Вообще, как бы ни было различно сопротивление, недовольство везде одинаково сильно. Припоминаются какие-то предсказания «стариков», которые давно говорили, что придет время, когда будут стеснять казаков, когда у них отберут все угодья, и тогда произойдут на тихом Дону смуты, и будет кровопролитие.

И теперь уже казаки других станиц начинают с завистью, смешанной с уважением, смотреть на луганцев.

«Ведь у нас какой народ-то: им бы, как луганцам, гнать таксатора, а они уперлись, что не отдадут лесу, да и только; а таксатор — вон уже просек в лесу наделал», говорила мне одна хуторская казачка.

До сих пор я рассказывал вам о событиях, которых или был очевидцем, или знаю от верных людей. Что же касается до слухов, то говорят, что в Слонской станице, Усть-Медведицкого, если не ошибаюсь, округа, за таксатором, выехавшим делать в лесу просеки, бегали казаки с шашками, так что он едва спасся. Волнуются и в Урюпинской станице, волнуются в Усть-Медведицкой, Казанской и Раскольницкой. До сих пор казаки воображают, что стоят на легальной почве. «Мы своей кровью завоевали эти места, — говорят они, — кто же может отобрать их у нас? Когда государь был на Дону, он прямо сказал, что у нас останется всё по старому».

Теперь, к осени, стали возвращаться казаки с войны и, понятно, встретят далеко íe с радостью эту новую «царскую милость».

Интересно здесь особенно то, что казаки Донецкого округа, где волнение приняло самые большие размеры, составляли 3-й Орлова полк, имеющий самое большое число георгиевских кавалеров и отличившийся в забалканском походе.
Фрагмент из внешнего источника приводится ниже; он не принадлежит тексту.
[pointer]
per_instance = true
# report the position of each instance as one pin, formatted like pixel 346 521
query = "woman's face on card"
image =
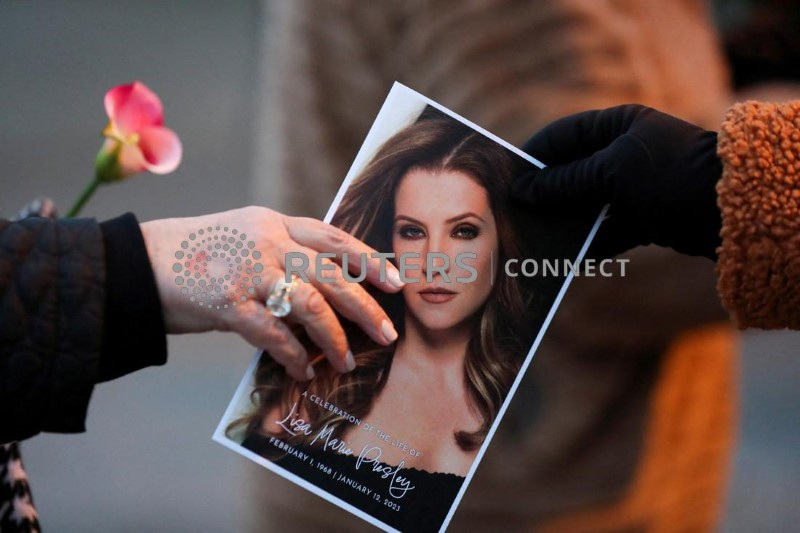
pixel 446 212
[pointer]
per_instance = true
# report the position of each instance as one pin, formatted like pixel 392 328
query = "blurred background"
pixel 223 71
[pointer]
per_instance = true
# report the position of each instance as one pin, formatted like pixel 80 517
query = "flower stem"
pixel 83 198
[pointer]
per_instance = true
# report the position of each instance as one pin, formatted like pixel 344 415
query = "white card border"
pixel 219 433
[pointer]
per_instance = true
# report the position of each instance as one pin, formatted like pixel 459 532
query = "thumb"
pixel 582 182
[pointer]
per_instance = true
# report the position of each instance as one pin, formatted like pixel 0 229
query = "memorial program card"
pixel 397 440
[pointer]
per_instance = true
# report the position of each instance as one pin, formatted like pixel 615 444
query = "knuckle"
pixel 316 303
pixel 275 332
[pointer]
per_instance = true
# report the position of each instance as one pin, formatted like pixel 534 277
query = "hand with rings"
pixel 225 271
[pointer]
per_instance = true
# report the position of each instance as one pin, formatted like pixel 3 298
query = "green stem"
pixel 83 198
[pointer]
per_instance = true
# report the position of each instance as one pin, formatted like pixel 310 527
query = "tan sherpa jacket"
pixel 759 196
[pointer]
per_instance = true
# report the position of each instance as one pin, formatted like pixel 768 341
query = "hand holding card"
pixel 396 440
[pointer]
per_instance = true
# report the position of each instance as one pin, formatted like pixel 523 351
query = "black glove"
pixel 657 172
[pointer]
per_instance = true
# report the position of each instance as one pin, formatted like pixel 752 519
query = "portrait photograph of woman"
pixel 396 439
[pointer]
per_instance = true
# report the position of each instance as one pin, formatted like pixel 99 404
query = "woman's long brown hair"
pixel 502 331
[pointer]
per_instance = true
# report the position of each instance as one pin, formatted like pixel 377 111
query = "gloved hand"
pixel 657 172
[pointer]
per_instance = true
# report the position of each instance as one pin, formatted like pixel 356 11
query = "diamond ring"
pixel 279 303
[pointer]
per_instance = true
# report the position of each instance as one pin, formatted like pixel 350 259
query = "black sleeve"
pixel 51 311
pixel 133 334
pixel 78 305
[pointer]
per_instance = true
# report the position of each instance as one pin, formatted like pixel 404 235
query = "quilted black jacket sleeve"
pixel 78 305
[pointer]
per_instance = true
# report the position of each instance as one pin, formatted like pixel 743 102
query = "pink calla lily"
pixel 136 139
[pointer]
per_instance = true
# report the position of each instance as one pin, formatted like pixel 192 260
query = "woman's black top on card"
pixel 422 508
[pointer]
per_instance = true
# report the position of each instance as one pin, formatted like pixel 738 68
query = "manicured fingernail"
pixel 393 276
pixel 349 361
pixel 389 333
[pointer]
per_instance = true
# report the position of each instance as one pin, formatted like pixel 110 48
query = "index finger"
pixel 582 134
pixel 323 237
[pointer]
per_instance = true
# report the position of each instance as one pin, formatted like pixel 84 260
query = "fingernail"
pixel 393 276
pixel 349 361
pixel 389 333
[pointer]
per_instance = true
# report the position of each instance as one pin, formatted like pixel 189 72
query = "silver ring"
pixel 279 303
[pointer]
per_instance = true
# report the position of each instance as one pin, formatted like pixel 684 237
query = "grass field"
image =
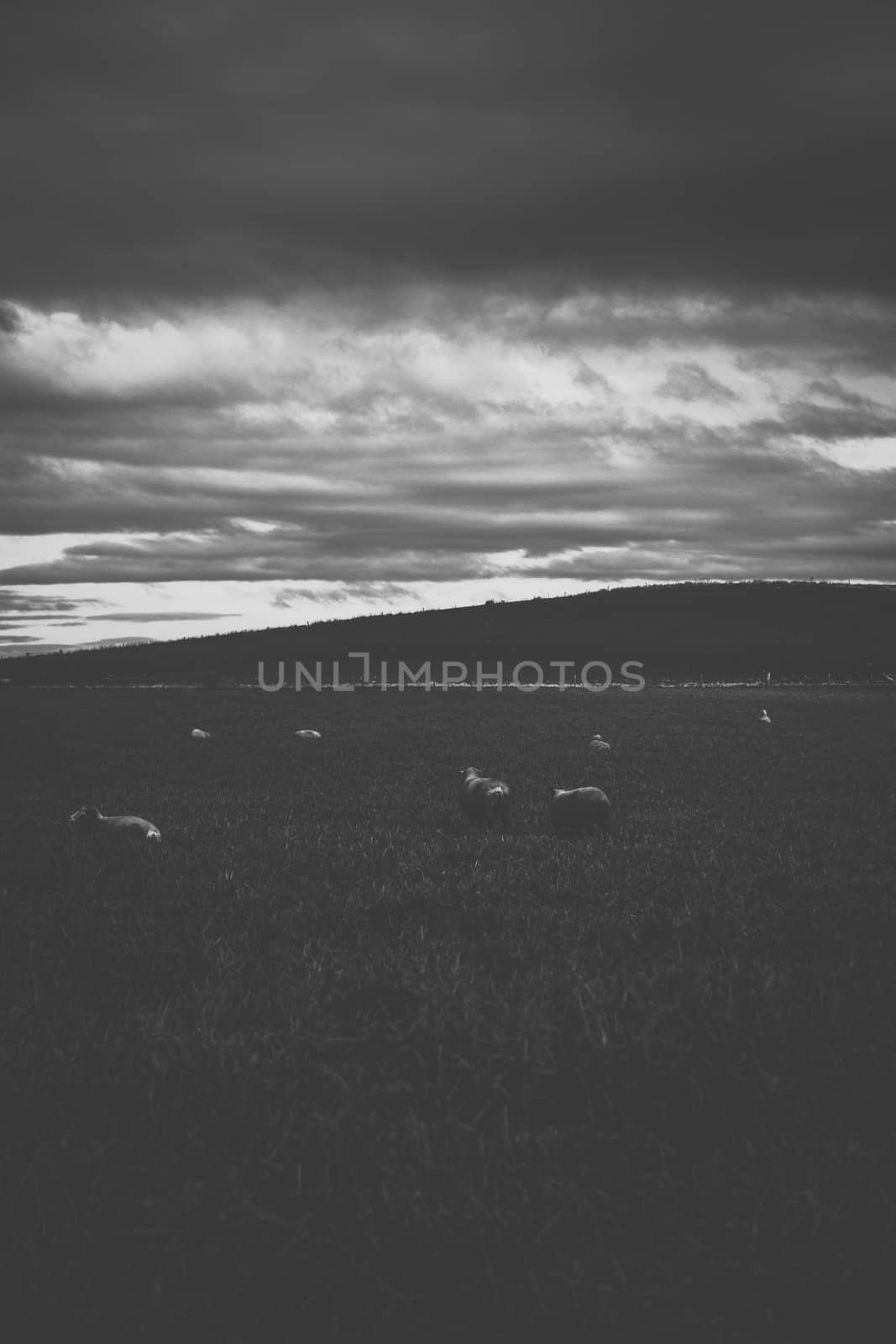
pixel 336 1066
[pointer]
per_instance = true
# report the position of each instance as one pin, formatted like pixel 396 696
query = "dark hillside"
pixel 683 629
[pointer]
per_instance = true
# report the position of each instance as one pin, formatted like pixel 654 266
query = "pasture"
pixel 336 1065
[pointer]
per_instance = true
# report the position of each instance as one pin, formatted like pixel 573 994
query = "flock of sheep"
pixel 483 797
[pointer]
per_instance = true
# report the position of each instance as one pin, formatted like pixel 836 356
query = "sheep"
pixel 483 797
pixel 92 822
pixel 579 810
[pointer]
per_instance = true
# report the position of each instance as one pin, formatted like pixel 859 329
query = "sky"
pixel 311 311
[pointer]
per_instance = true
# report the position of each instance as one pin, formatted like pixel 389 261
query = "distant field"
pixel 338 1068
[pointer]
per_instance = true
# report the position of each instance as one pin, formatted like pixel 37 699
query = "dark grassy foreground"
pixel 338 1068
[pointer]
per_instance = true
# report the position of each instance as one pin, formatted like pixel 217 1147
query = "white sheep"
pixel 483 797
pixel 92 822
pixel 579 810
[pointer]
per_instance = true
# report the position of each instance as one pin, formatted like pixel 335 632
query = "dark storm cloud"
pixel 195 148
pixel 9 319
pixel 720 501
pixel 33 606
pixel 689 382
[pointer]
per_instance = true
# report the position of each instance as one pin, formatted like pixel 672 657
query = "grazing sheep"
pixel 92 822
pixel 484 799
pixel 579 810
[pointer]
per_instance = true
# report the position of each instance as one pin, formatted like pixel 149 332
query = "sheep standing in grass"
pixel 579 810
pixel 483 797
pixel 92 822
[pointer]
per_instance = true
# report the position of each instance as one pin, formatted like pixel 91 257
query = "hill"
pixel 681 629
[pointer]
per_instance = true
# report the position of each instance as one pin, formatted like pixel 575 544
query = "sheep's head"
pixel 85 816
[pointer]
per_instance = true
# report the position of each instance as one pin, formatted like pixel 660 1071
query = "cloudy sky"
pixel 317 309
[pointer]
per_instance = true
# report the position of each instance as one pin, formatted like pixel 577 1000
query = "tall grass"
pixel 340 1066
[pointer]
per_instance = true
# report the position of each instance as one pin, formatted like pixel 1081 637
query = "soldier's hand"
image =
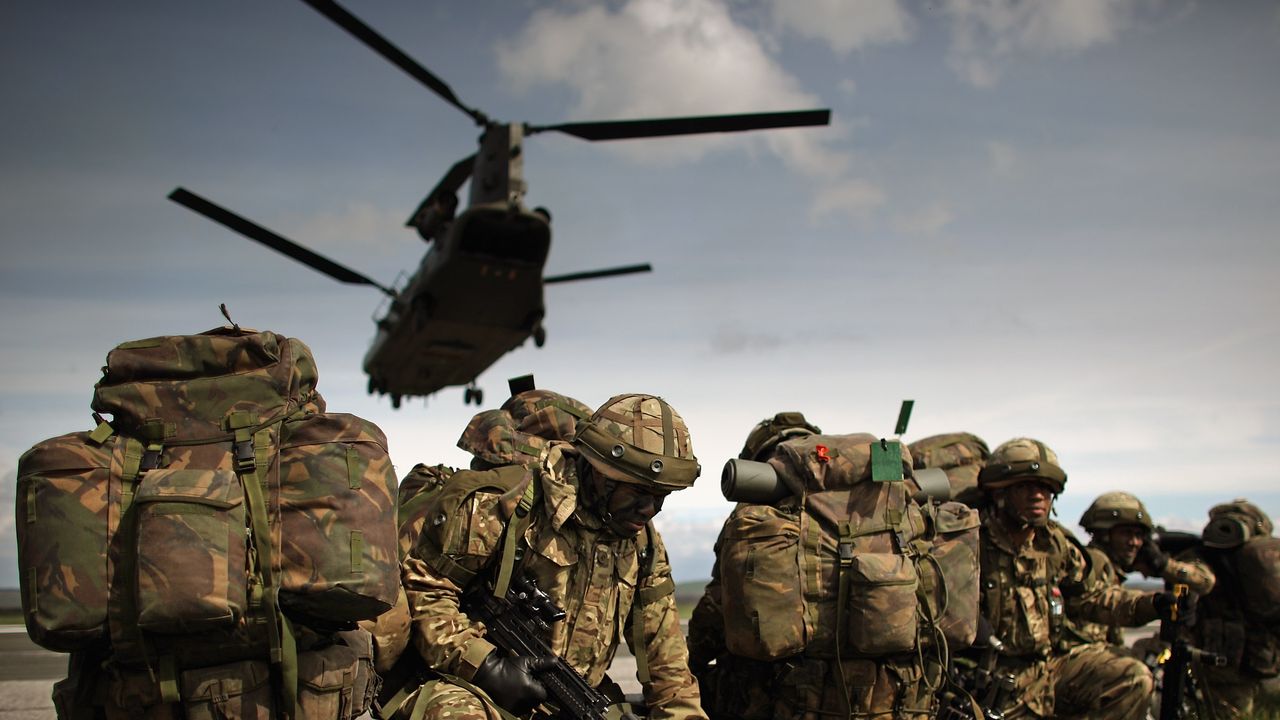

Эти герои возвращались домой и без того сильно раздраженные мошенничеством их полкового командира, полковн. Грекова, заменившего Орлова. По рассказам казаков, он не выдавал им совсем фуражу для лошадей, между тем, как сам получал по 212; руб. за каждый пуд сена, которое он будто бы выдавал лошадям. На возвратном пути при посадке на железную дорогу, казаки, если верить их рассказам, «приняли его в нагайки». После этого скандала, был вызван прежний командир полка, Орлов, который и взялся умиротворить казаков. На площади в нашей станице происходил публичный торг казаков с Орловым. Он предложил казакам 7.000 руб. с тем, чтобы они прекратили всякое неудовольствие на Грекова. Казаки насчитали, что он украл у них 200.000, и требовали их сполна, грозя в противном случае подать жалобу. В конце концов согласились на 25.000 руб., по рублю на водку каждому казаку и по 25 рублей на сотню для угощения. После этого публичного скандала, они разошлись по домам и, разумеется, только усилят собою контингент недовольных правительством.